Oven Roasting Tips
Oven roasting is an easy-on-the-cook method. It requires a shallow roasting pan with a rack, a meat thermometer and very little attention. This open pan (dry heat) cooking method is perfect for thicker tender cuts of beef.
WHICH CUTS?
Premium Beef Roasts, from the rib or short loin, are the most costly and are perfect for holidays, entertaining and other special occasions. They include ribeye rib and tenderloin roasts.

Family-Priced Beef Roasts, from the round and bottom sirloin, are leaner and more economical. They are better suited for family fare, casual gatherings
and the health-conscious. They include eye round, round tip, round sirloin tip center, bottom round rump and tri-tip roasts.
HOW MUCH TO BUY?
- Lean boneless beef roasts will yield 4 three-ounce servings of cooked, trimmed beef per pound.
- Beef ribeye roasts, which have more trimmable fat, will yield 3 three-ounce
servings of cooked, trimmed beef per pound.
- Bone-in beef rib roasts will yield 2-1/2 three-ounce servings of cooked, trimmed beef per pound.
FOR HOLIDAYS AND SPECIAL OCCASIONS:
- DON’T GET INTO A LAST-MINUTE BIND. Order the type and size beef roast you need from MiBek Farms ahead of time.
- ANTICIPATE HOLIDAY APPETITES. Plan on approximately 6 ounces of cooked, trimmed beef per person — double the standard everyday serving.
- BANISH NEEDLESS STRESS WHEN ENTERTAINING. Remember, boneless beef roasts are easiest to carve.
COOKING TIPS
GETTING READY:
- Preheat the oven.
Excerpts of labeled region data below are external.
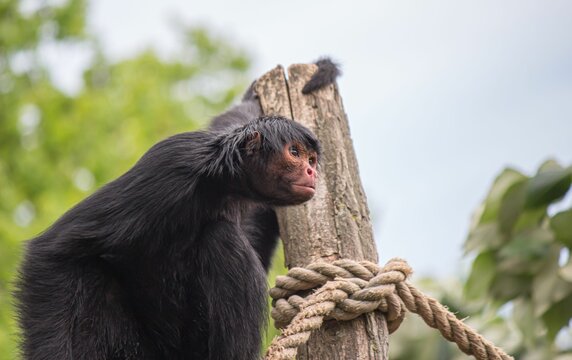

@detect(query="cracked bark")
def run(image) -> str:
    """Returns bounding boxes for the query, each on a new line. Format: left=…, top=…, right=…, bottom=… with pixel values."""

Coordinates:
left=255, top=64, right=388, bottom=360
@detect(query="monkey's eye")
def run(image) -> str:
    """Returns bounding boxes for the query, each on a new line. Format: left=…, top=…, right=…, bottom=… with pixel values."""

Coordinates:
left=288, top=145, right=300, bottom=157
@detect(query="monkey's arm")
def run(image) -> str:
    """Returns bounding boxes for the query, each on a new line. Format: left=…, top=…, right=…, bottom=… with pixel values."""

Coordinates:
left=242, top=206, right=280, bottom=272
left=196, top=221, right=267, bottom=360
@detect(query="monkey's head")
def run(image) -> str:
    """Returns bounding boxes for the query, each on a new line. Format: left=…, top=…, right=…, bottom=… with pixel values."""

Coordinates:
left=239, top=116, right=320, bottom=205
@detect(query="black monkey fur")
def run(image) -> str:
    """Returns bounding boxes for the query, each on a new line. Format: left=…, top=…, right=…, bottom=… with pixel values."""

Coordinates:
left=16, top=60, right=337, bottom=360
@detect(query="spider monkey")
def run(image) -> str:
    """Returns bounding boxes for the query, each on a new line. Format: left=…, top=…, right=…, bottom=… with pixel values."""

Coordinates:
left=15, top=59, right=339, bottom=360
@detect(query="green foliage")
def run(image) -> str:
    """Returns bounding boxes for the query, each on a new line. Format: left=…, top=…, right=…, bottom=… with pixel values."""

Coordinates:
left=0, top=0, right=249, bottom=360
left=465, top=161, right=572, bottom=359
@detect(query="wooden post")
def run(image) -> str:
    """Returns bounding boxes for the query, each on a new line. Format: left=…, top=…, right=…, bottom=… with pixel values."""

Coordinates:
left=255, top=64, right=388, bottom=360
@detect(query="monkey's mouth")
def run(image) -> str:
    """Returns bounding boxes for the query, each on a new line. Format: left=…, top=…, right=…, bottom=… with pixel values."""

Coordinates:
left=292, top=184, right=316, bottom=199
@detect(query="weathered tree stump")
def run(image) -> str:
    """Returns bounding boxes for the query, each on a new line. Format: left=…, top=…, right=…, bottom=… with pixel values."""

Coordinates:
left=255, top=64, right=388, bottom=360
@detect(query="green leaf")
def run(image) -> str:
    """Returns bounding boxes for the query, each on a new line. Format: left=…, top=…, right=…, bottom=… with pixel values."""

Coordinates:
left=475, top=168, right=527, bottom=225
left=497, top=228, right=554, bottom=275
left=550, top=209, right=572, bottom=249
left=558, top=258, right=572, bottom=283
left=532, top=244, right=572, bottom=316
left=465, top=222, right=504, bottom=252
left=464, top=251, right=496, bottom=299
left=526, top=169, right=572, bottom=208
left=498, top=179, right=527, bottom=234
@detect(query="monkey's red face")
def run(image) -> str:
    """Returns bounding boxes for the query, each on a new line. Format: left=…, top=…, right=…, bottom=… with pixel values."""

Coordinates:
left=245, top=143, right=318, bottom=205
left=278, top=144, right=318, bottom=202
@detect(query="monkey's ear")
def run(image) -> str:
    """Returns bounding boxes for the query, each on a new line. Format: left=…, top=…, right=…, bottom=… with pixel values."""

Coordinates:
left=245, top=131, right=262, bottom=155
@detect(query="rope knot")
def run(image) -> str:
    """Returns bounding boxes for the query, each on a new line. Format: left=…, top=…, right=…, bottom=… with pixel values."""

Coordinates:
left=266, top=258, right=512, bottom=360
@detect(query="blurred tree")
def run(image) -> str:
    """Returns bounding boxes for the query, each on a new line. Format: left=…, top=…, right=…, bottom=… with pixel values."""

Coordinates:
left=0, top=0, right=250, bottom=360
left=465, top=160, right=572, bottom=360
left=390, top=160, right=572, bottom=360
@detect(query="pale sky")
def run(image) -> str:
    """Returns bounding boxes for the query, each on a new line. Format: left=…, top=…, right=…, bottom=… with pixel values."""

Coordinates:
left=53, top=0, right=572, bottom=276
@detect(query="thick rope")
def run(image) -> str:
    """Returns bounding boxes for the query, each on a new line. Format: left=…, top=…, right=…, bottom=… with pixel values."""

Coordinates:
left=265, top=259, right=513, bottom=360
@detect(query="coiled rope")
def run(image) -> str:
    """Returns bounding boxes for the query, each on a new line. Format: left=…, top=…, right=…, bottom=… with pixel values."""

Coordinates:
left=265, top=258, right=513, bottom=360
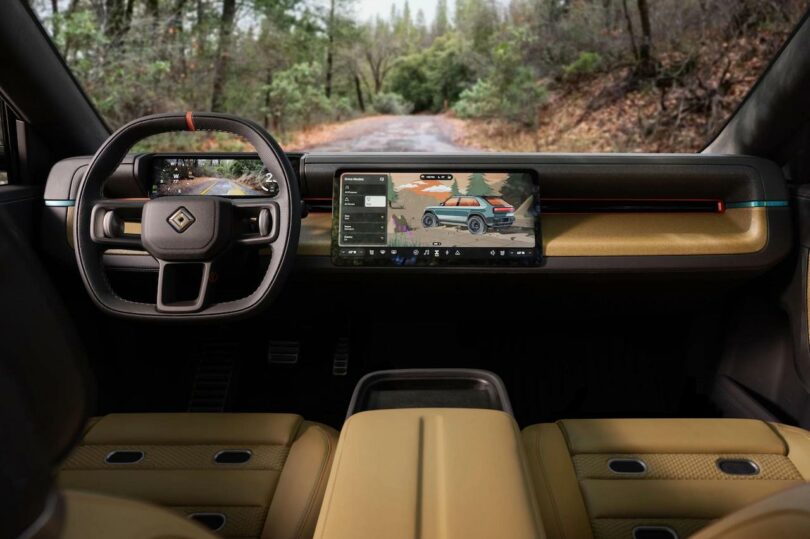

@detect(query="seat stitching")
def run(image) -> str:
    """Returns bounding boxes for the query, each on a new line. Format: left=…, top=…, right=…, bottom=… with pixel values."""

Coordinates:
left=295, top=425, right=333, bottom=537
left=535, top=428, right=565, bottom=538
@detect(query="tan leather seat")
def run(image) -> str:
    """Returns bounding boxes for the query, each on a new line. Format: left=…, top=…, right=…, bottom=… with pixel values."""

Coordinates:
left=523, top=419, right=810, bottom=539
left=58, top=414, right=337, bottom=539
left=60, top=491, right=216, bottom=539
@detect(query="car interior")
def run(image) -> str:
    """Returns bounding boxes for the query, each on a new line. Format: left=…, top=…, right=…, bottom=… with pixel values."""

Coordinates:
left=0, top=1, right=810, bottom=539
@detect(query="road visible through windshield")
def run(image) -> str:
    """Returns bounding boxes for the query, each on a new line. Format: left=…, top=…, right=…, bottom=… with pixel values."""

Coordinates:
left=287, top=115, right=468, bottom=153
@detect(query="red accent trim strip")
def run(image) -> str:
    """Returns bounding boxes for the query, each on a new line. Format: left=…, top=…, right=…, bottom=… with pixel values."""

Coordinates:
left=186, top=111, right=197, bottom=131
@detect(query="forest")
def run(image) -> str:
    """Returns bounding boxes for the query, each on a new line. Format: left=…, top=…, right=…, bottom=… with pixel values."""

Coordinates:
left=30, top=0, right=808, bottom=152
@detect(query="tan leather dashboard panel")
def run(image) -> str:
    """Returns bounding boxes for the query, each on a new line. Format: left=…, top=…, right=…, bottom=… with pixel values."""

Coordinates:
left=315, top=408, right=544, bottom=539
left=298, top=208, right=768, bottom=256
left=541, top=208, right=768, bottom=256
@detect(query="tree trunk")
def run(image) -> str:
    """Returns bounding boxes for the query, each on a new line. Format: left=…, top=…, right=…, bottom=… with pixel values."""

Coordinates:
left=354, top=73, right=366, bottom=112
left=638, top=0, right=656, bottom=77
left=51, top=0, right=59, bottom=42
left=167, top=0, right=188, bottom=39
left=622, top=0, right=638, bottom=61
left=326, top=0, right=336, bottom=98
left=602, top=0, right=613, bottom=32
left=146, top=0, right=160, bottom=30
left=211, top=0, right=236, bottom=112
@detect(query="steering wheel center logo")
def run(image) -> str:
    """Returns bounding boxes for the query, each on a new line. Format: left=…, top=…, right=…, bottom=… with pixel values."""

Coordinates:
left=167, top=206, right=197, bottom=234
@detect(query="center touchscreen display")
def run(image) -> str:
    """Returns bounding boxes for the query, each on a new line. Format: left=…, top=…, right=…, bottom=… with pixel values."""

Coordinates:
left=332, top=171, right=540, bottom=265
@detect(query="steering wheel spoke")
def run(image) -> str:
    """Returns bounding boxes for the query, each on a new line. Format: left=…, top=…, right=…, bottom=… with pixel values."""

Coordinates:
left=231, top=199, right=279, bottom=245
left=156, top=260, right=211, bottom=313
left=90, top=199, right=146, bottom=249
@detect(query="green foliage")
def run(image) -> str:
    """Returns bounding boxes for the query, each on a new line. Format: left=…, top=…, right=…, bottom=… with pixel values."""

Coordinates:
left=372, top=92, right=413, bottom=114
left=387, top=32, right=475, bottom=112
left=262, top=63, right=332, bottom=131
left=563, top=51, right=604, bottom=81
left=453, top=31, right=548, bottom=127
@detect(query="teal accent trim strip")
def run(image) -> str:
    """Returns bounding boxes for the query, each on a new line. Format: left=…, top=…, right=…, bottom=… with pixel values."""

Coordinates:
left=45, top=199, right=76, bottom=208
left=726, top=200, right=788, bottom=209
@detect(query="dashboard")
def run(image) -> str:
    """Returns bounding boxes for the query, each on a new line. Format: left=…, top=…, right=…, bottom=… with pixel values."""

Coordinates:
left=42, top=153, right=793, bottom=274
left=332, top=170, right=541, bottom=266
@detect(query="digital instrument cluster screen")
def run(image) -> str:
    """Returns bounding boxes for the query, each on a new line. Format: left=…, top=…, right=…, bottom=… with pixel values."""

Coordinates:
left=150, top=156, right=278, bottom=198
left=332, top=171, right=540, bottom=266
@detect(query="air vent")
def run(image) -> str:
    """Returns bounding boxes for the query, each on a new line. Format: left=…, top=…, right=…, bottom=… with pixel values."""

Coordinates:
left=214, top=449, right=253, bottom=464
left=608, top=458, right=647, bottom=475
left=304, top=197, right=332, bottom=213
left=540, top=198, right=725, bottom=213
left=717, top=459, right=759, bottom=475
left=188, top=513, right=227, bottom=532
left=104, top=450, right=144, bottom=464
left=267, top=341, right=301, bottom=365
left=633, top=526, right=678, bottom=539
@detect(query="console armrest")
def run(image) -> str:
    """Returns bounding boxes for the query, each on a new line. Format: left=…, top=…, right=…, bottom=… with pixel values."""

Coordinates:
left=315, top=408, right=543, bottom=539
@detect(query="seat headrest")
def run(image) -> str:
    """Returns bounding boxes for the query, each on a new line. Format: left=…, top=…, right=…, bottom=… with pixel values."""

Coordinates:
left=0, top=211, right=89, bottom=537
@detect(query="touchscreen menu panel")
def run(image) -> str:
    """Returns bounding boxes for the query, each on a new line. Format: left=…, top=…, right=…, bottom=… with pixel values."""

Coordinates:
left=333, top=171, right=539, bottom=265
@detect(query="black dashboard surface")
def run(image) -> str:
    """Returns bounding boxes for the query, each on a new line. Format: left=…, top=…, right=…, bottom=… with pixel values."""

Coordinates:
left=43, top=153, right=792, bottom=273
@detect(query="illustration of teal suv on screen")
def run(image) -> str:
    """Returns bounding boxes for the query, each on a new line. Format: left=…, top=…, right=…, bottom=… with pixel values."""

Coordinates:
left=422, top=196, right=515, bottom=236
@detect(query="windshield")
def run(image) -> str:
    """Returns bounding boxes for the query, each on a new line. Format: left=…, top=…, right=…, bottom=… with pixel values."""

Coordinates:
left=32, top=0, right=807, bottom=152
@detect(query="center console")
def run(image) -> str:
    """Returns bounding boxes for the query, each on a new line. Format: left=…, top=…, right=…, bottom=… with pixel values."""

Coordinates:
left=332, top=170, right=542, bottom=266
left=315, top=369, right=543, bottom=539
left=315, top=408, right=543, bottom=539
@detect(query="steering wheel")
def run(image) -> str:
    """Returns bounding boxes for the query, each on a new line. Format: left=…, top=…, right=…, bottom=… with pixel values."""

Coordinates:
left=74, top=112, right=301, bottom=320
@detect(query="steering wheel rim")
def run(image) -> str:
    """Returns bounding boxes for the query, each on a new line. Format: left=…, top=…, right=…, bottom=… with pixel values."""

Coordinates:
left=74, top=112, right=301, bottom=320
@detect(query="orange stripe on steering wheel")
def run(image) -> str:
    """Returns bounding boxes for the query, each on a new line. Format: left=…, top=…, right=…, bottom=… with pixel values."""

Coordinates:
left=186, top=111, right=197, bottom=131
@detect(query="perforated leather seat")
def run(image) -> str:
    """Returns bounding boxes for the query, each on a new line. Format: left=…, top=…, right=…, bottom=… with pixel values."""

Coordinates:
left=523, top=419, right=810, bottom=539
left=0, top=207, right=335, bottom=539
left=59, top=414, right=337, bottom=539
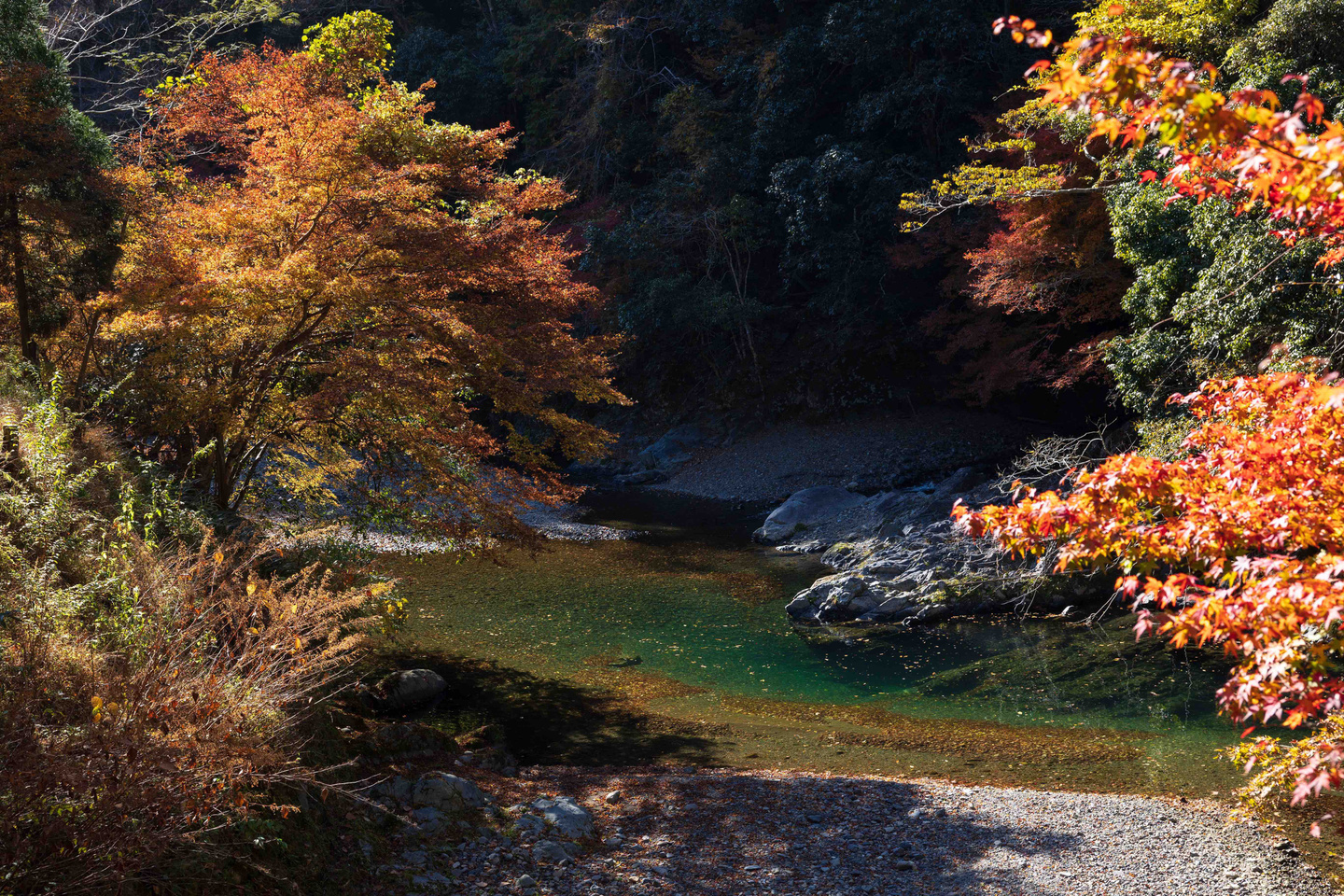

Use an oven thermometer to check that the temperature is correct.
- Season the roast before cooking with a flavorful herb rub applied to the surface, if desired.
- Place roast, fat side up, on a rack in a shallow open roasting pan. Beef rib roast does not require a rack; its curved bones serve as a natural rack.
- Do not add water and do not cover the pan.
- Insert an ovenproof meat thermometer so that the tip is centered in the thickest part of the roast, not resting in fat or touching bone.
COOKING THE ROAST:
- For juicy, tender, evenly cooked beef, most roasts are cooked at 325°F to 350°F. The exceptions are tenderloin and tri-tip roasts, which benefit from a hotter (425°F) oven.
- Cook roasts to at least medium rare (145°F) doneness, or if desired, medium (160°F) doneness.
- The most accurate way to determine doneness is with a thermometer. Cooking times provided in recipes are guides — useful for establishing a work plan and to help determine doneness.
- The internal temperature of a roast continues to rise after it is removed from the oven. Therefore, to achieve the desired doneness, remove the roast when the meat thermometer registers 5°F to 10°F below the desired doneness.
- Tent the roast loosely with aluminum foil. Let stand 15 to 20 minutes in a warm place to finish “cooking” and to allow the meat juices to firm up. The temperature will continue to rise 5°F to 10°F during standing.
THERMOMETER KNOW-HOW
- OVENPROOF MEAT THERMOMETER — This is the most convenient type for roasting. It is inserted at the start, and it remains in place throughout the cooking process.
- INSTANT-READ THERMOMETER — This is another accurate choice, but it is not ovenproof. It cannot be left in the roast during cooking. Use it to test the roast periodically, toward the end of the suggested roasting time.
- The instant-read thermometer registers the internal temperature in about 15 seconds. Its slim stem allows frequent testing without sacrificing flavorful meat juices. Check the stem for an indentation showing how deeply it must be inserted to get an accurate reading.
CARVING CUES
- Start with a sharp carving knife.
- Roasts become firmer, and easier to carve, when allowed to stand for 15 to 20 minutes.
- For uniform slices, hold the knife at the same angle for each cut.
- The more tender the roast, the thicker the slices may be. Beef tenderloin, rib and ribeye roasts can be cut 1/2 to 3/4 inch thick. Round and tri-tip roasts should be sliced no more than 1/4 inch thick.
- Carve tri-tip roasts across the grain.